Social media is sure making this even more of a emotional habit/escape that we do. It’s so easy to unfriendly someone, to ghost them, to not communicate. And then to take it up a notch and to post silly self rationalizing things that make you feel better. Promote the person not taking responsibility for it. AND we get acknowledgement and positive re-informcement for that crap tactic behavior because either the people liking and encourage you doon’t know the story, their own story is trigger or we just like being bullies and self righteous judges of all things. That mob mentality.
🙂 Gosh. That was a lot. #nmf
So, these relationships that we find ourselves in. Rarely do they go perfect. There is some rubbing. Especially with time. Our friends and lovers, children and what not are mirrors for our own stuff. We love to leave those relationships because it’s hard to look in the mirror and see someone that really embraces the victim role, can be an asshole, Whiney, etc. How’s that for judgy. We all have our stuff that promotes behaviors that hurt others. Period. Looking in the mirror, seeing it and working on it takes bravery.
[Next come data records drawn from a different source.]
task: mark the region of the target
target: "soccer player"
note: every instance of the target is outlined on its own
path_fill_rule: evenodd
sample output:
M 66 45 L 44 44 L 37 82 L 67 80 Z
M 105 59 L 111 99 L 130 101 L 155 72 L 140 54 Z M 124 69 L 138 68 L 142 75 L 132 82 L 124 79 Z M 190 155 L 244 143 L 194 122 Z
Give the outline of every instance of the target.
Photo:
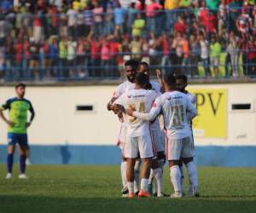
M 20 83 L 15 87 L 17 96 L 9 99 L 0 107 L 0 117 L 9 125 L 8 129 L 8 157 L 7 157 L 7 179 L 12 177 L 14 153 L 16 143 L 20 146 L 20 172 L 19 178 L 25 179 L 26 153 L 28 153 L 26 130 L 32 124 L 35 117 L 32 103 L 24 98 L 26 84 Z M 6 118 L 3 111 L 9 111 L 9 119 Z M 29 122 L 27 121 L 27 111 L 31 112 Z
M 150 76 L 149 65 L 145 61 L 140 62 L 137 72 L 143 72 L 143 73 L 148 75 L 149 78 L 149 76 Z M 154 90 L 155 90 L 157 92 L 160 92 L 160 86 L 157 82 L 150 80 L 149 83 Z
M 138 73 L 135 78 L 136 88 L 125 94 L 114 101 L 116 105 L 121 105 L 125 108 L 132 107 L 134 110 L 148 112 L 154 101 L 159 94 L 154 90 L 145 89 L 148 84 L 148 77 L 143 73 Z M 134 198 L 134 165 L 136 158 L 139 156 L 143 159 L 141 190 L 138 196 L 141 198 L 150 197 L 148 187 L 149 168 L 152 158 L 156 156 L 154 145 L 150 137 L 149 122 L 138 119 L 134 117 L 127 118 L 126 138 L 124 147 L 124 156 L 127 158 L 126 179 L 129 189 L 129 197 Z M 153 165 L 152 165 L 153 166 Z M 160 183 L 162 176 L 160 168 L 154 169 L 154 178 Z M 160 187 L 160 186 L 158 186 Z
M 195 104 L 196 102 L 196 96 L 191 93 L 189 93 L 186 90 L 186 87 L 188 86 L 188 78 L 185 75 L 178 75 L 176 76 L 176 88 L 177 90 L 184 93 L 188 95 L 188 98 L 190 100 L 192 104 Z M 193 147 L 194 147 L 194 137 L 193 137 L 193 130 L 192 130 L 192 120 L 188 118 L 189 125 L 190 126 L 191 135 L 193 139 Z M 189 197 L 198 197 L 199 196 L 199 190 L 198 190 L 198 175 L 197 170 L 194 168 L 193 164 L 190 162 L 193 162 L 194 158 L 182 158 L 181 159 L 181 173 L 182 173 L 182 187 L 183 182 L 183 164 L 185 164 L 188 175 L 189 175 Z M 186 164 L 187 163 L 187 164 Z
M 145 120 L 154 120 L 162 111 L 166 130 L 166 158 L 169 161 L 170 176 L 175 193 L 172 198 L 182 198 L 180 158 L 194 156 L 193 139 L 188 124 L 188 115 L 196 116 L 195 106 L 183 93 L 176 91 L 176 78 L 167 75 L 164 78 L 165 93 L 159 96 L 149 113 L 134 111 L 131 107 L 127 114 Z M 189 161 L 195 169 L 193 161 Z M 189 162 L 186 162 L 187 164 Z
M 137 74 L 137 67 L 138 67 L 139 62 L 135 60 L 129 60 L 125 63 L 125 73 L 126 73 L 126 78 L 127 80 L 125 81 L 123 83 L 119 84 L 115 91 L 113 92 L 113 97 L 110 100 L 110 101 L 108 103 L 108 110 L 113 110 L 114 108 L 113 107 L 113 101 L 118 99 L 121 95 L 124 93 L 133 89 L 135 88 L 135 77 Z M 117 113 L 117 112 L 114 112 Z M 117 146 L 120 147 L 120 149 L 123 149 L 123 146 L 125 143 L 125 135 L 126 135 L 126 124 L 125 120 L 124 120 L 122 113 L 117 113 L 118 117 L 121 122 L 121 126 L 119 130 L 119 134 L 118 136 L 118 142 Z M 128 189 L 126 187 L 126 159 L 123 158 L 121 166 L 120 166 L 120 171 L 121 171 L 121 177 L 122 177 L 122 184 L 123 184 L 123 189 L 122 189 L 122 193 L 123 196 L 125 197 L 126 194 L 128 194 Z M 138 174 L 137 175 L 137 178 L 138 178 Z M 137 187 L 137 184 L 135 184 L 135 187 Z M 138 189 L 137 188 L 136 191 L 137 192 Z
M 147 62 L 142 61 L 140 62 L 138 72 L 148 75 L 149 78 L 149 66 Z M 155 90 L 160 95 L 160 86 L 157 82 L 149 81 L 152 86 L 152 89 Z M 152 124 L 150 124 L 150 133 L 152 141 L 154 144 L 156 152 L 157 152 L 157 159 L 154 159 L 154 163 L 156 167 L 159 167 L 163 175 L 164 165 L 165 165 L 165 148 L 166 148 L 166 135 L 161 130 L 160 126 L 159 118 L 157 118 Z M 154 172 L 153 170 L 150 170 L 149 181 L 148 181 L 148 192 L 152 193 L 152 182 L 153 182 Z M 162 176 L 161 176 L 162 179 Z M 162 192 L 162 180 L 161 180 L 161 187 L 160 188 L 157 187 L 157 184 L 155 182 L 153 194 L 157 195 L 158 197 L 165 196 L 165 193 Z

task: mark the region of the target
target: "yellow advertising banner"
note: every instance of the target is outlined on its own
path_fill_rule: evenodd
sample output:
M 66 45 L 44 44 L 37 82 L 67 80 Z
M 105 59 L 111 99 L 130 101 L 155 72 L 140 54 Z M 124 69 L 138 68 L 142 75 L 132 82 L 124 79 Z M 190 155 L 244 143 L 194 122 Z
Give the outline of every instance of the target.
M 224 89 L 190 89 L 195 95 L 198 116 L 193 119 L 196 137 L 227 136 L 227 91 Z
AND RELATIONSHIPS. it takes communication, lessons, practice and another person helping you to learn the lesson. Because for FUCK SAKES, this stuff doesn’t come from Amazon. We have to earn it. We have to earn trust, security with others, a good relationship, peace, etc. We have to do the work that is on our plate. We have to show up. Dig. Then wash rinse repeat. It’s a dance that we have to learn. With a partner.
Doing it by ourselves isn’t working. Truly. Look at us as a culture.
We have to communicate our people what we are working on, we have to do the work, they need to give us space to practice and gentle guidance when we need to change it up and keep working. Just like learning to shoot hoops, drive a golf ball. We try. We practice. We adjust. We practice. We get help. We continue. To practice.